Grenzübertritt löst Gänsehaut aus

Eine zehnköpfige Delegation mit Lehrerinnen und Lehrern aus Betlehem und Palästina weilt derzeit in Sachsen. Der Konflikt in der Heimat lässt sie auch hier nicht los - und berührt bisweilen zutiefst.

Schneeberg.

Keine Schranken, keine Beamten, keine Passkontrolle: Es ist ein Spaziergang ins Nachbarland gewesen. Allein der Gedanke an die entspannte Stippvisite nach Polen löst bei Elias noch einmal Gänsehaut aus. "Unglaublich", sagt der gestandene Mann und Lehrer sichtlich gerührt. Er unterrichtet am evangelischen Schulzentrum Talitha Kumi in Bethlehem. "Bei uns ist es undenkbar, einfach über Grenzen zu gehen", sagt er mit Blick auf den Nahostkonflikt, der das Heilige Land - heute Israel, Palästina und Jordanien - spaltet.

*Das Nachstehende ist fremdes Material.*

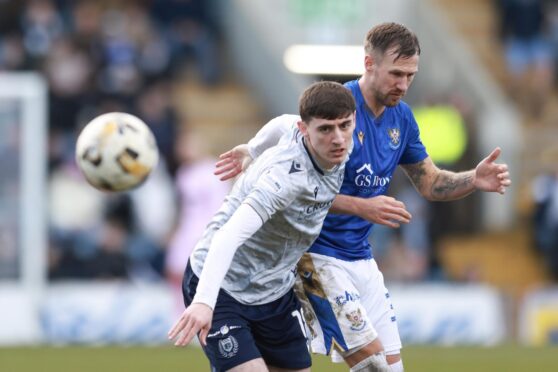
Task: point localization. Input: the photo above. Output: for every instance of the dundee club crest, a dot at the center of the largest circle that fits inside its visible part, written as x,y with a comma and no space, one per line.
394,138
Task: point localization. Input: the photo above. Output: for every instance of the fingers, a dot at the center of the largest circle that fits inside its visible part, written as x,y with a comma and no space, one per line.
225,155
225,167
177,327
188,334
494,155
203,335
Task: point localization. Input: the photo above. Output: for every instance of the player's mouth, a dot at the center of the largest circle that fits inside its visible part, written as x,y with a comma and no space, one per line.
338,152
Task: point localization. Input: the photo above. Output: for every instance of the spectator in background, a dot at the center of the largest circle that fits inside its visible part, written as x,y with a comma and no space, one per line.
201,194
189,31
545,217
528,52
154,107
101,56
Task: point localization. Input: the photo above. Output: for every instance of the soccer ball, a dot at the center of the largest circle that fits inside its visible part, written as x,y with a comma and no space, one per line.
116,151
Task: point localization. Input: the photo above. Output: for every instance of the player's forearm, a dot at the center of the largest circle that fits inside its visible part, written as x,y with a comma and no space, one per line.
436,184
242,224
451,186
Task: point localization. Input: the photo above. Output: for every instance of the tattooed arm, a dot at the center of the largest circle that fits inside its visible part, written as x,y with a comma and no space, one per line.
436,184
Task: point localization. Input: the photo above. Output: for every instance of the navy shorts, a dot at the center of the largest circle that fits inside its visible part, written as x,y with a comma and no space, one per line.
239,333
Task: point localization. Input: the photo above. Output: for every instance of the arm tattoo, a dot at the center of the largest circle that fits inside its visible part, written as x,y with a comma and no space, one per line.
449,185
416,173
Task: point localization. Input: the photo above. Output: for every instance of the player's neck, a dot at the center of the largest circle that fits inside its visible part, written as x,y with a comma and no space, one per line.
375,107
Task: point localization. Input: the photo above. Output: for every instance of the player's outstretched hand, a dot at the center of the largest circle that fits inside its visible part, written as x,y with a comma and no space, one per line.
196,318
233,162
491,176
385,210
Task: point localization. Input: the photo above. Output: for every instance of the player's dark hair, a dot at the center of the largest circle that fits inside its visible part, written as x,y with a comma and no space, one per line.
326,100
389,35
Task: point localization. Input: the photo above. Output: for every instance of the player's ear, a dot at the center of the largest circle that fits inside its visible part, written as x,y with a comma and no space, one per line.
368,62
302,127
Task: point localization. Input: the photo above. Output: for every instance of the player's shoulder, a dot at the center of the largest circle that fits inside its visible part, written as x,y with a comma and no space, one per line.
289,160
404,108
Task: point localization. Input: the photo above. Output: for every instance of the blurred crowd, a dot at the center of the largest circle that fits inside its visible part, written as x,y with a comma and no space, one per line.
99,56
528,31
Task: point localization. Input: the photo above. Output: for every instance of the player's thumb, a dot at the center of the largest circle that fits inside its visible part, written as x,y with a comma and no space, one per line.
494,155
203,335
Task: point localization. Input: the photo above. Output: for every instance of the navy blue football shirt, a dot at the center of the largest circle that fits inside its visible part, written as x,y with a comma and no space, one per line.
380,145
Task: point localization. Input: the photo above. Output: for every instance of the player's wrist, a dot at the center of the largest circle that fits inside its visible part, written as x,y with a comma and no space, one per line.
204,301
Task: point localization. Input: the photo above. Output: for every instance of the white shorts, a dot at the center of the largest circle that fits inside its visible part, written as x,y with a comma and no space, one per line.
346,305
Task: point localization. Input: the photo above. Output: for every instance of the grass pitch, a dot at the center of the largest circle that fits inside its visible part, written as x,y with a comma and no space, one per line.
509,358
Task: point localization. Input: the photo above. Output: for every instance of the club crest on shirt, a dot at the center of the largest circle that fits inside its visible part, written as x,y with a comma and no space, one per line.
394,138
360,137
355,317
228,347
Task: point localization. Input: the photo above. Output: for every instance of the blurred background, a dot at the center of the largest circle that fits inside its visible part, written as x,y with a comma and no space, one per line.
78,266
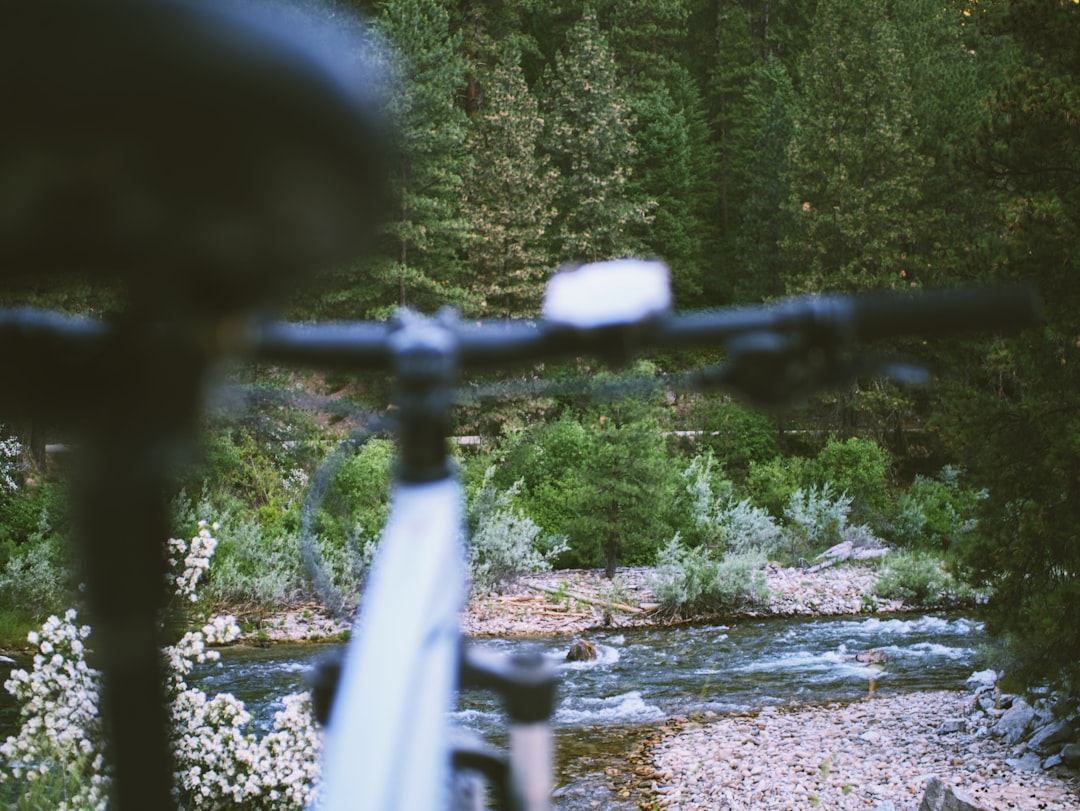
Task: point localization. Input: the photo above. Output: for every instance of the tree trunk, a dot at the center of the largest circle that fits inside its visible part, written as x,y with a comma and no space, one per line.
611,550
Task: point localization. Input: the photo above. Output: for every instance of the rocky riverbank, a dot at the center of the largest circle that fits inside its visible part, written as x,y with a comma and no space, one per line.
576,600
880,753
877,754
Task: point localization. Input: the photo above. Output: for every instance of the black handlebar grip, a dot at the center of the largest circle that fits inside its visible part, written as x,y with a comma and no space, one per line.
943,312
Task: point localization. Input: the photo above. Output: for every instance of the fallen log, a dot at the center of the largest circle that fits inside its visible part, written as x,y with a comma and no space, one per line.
599,602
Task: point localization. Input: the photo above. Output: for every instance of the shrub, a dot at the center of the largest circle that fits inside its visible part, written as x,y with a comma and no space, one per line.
505,543
920,579
860,468
935,513
818,517
36,575
770,484
693,579
725,523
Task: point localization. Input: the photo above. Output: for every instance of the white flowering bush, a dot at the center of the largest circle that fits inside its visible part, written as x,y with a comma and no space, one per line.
56,759
11,451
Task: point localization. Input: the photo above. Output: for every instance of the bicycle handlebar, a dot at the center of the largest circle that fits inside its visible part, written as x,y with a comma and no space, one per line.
833,321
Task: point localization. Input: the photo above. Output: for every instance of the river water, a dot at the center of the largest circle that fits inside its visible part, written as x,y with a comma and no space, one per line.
644,676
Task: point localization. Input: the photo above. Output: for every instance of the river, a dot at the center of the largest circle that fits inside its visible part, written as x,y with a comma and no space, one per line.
644,676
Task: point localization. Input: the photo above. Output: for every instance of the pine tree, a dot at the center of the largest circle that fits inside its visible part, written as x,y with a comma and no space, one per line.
855,171
1022,424
422,265
588,135
763,175
509,194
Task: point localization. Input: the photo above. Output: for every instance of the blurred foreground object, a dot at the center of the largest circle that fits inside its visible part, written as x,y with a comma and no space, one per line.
200,152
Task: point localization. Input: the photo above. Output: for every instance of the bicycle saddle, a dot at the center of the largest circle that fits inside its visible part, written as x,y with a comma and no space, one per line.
201,153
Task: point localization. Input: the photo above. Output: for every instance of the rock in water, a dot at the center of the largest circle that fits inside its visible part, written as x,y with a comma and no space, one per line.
941,797
582,650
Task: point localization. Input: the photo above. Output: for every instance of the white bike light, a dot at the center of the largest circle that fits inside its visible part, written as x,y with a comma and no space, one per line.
617,293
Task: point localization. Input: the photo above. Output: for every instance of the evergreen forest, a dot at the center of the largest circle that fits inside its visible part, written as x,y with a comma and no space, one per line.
760,148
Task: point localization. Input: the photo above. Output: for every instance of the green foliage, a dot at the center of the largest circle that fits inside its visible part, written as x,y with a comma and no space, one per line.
504,543
739,436
508,193
358,497
771,484
920,579
420,265
694,579
859,468
36,575
818,517
1017,403
725,524
588,133
935,513
855,171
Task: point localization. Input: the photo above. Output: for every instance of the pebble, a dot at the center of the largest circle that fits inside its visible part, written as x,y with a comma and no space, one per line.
871,754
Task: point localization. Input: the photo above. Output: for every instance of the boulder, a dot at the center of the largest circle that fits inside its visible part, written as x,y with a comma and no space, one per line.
941,797
1070,755
1028,761
582,650
982,678
1014,724
1049,739
872,657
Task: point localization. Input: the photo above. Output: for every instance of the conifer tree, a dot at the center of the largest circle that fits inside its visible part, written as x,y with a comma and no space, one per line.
764,177
855,171
424,243
588,135
508,194
1022,423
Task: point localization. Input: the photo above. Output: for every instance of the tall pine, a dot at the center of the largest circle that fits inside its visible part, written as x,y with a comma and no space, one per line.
588,136
508,193
421,266
855,171
1023,426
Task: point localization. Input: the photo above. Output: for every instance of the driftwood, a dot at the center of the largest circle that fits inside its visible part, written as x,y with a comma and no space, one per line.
599,602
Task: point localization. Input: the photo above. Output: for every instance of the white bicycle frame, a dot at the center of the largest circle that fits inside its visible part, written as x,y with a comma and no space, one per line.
388,735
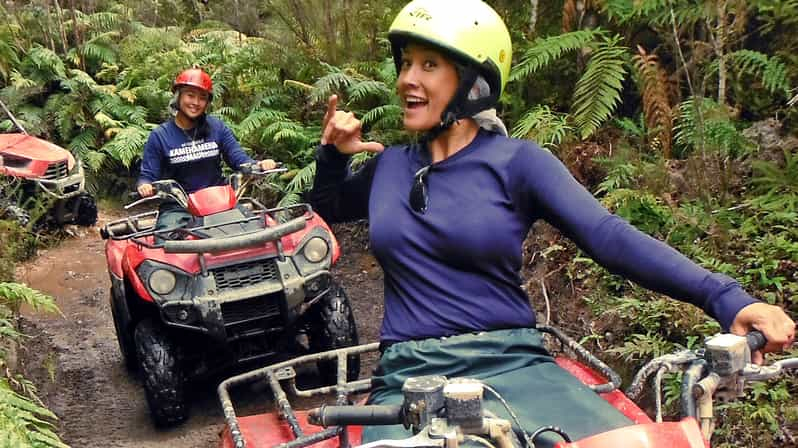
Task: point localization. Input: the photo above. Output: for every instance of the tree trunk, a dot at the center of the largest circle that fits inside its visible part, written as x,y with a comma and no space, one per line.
60,16
329,22
78,41
720,51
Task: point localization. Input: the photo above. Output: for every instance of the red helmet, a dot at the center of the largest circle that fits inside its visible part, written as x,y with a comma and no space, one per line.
194,77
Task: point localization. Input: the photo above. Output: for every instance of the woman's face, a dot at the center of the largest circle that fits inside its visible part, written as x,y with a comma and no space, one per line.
193,101
427,83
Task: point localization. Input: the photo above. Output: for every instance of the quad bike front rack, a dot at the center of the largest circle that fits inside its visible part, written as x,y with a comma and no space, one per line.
284,373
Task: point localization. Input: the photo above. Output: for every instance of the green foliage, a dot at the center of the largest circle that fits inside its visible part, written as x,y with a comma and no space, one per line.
710,128
544,51
598,91
544,126
777,186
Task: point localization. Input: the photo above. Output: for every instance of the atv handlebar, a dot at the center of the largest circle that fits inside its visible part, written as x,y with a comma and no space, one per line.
210,245
357,415
254,169
756,340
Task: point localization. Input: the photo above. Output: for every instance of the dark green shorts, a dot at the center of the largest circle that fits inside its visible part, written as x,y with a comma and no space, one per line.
515,364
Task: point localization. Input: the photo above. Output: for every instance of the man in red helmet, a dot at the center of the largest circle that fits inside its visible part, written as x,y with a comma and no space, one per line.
190,147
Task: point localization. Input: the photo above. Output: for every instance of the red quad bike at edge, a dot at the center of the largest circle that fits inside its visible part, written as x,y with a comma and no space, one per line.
445,412
36,168
237,284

Zehn Lehrerinnen und Lehrer des Schulzentrums besuchen derzeit Sachsen und Schneeberg. Elias ist einer von ihnen. Seinen und die Nachnamen der anderen nennt keiner. Zu groß die Angst vor Repressionen in der Heimat. Das Leben in Palästina und Bethlehem - es ist kein einfaches. Schneebergs Pfarrer Frank Meinel, der die Delegation betreut, weiß das. Schon 14-mal war er im Heiligen Land, die nächste Fahrt ist geplant. "Talitha Kumi gilt als größte und bedeutendste Auslandsschule im Nahen Osten", sagt er. Träger ist das Berliner Missionswerk, das mit der evangelischen Schulstiftung Sachsen den Besuch der Gruppe ermöglicht hat. "Es ist ein straffes Programm", so Meinel. Und eines, das die Frauen und Männer - sie verständigen sich mit fließendem Englisch - beeindruckt. Nachdem sie an verschiedenen evangelischen Schulen einige Tage hospitierten, folgten ein Ausflug nach Wittenberg zu Stätten der Reformation und ein Kurs in Schneeberg zum Thema Friedensarbeit. Letztere leisten sie an der Schule in Bethlehem täglich. 1000 Kinder und Jugendliche - Christen und Muslime - besuchen das Zentrum an der Grenze zwischen Bethlehem und Jerusalem. Von Kita über Real- und Berufsschule bis Abitur reicht das Bildungsspektrum. Meinel: "Politik bleibt außen vor - es ist ein Platz des Friedens, der Toleranz."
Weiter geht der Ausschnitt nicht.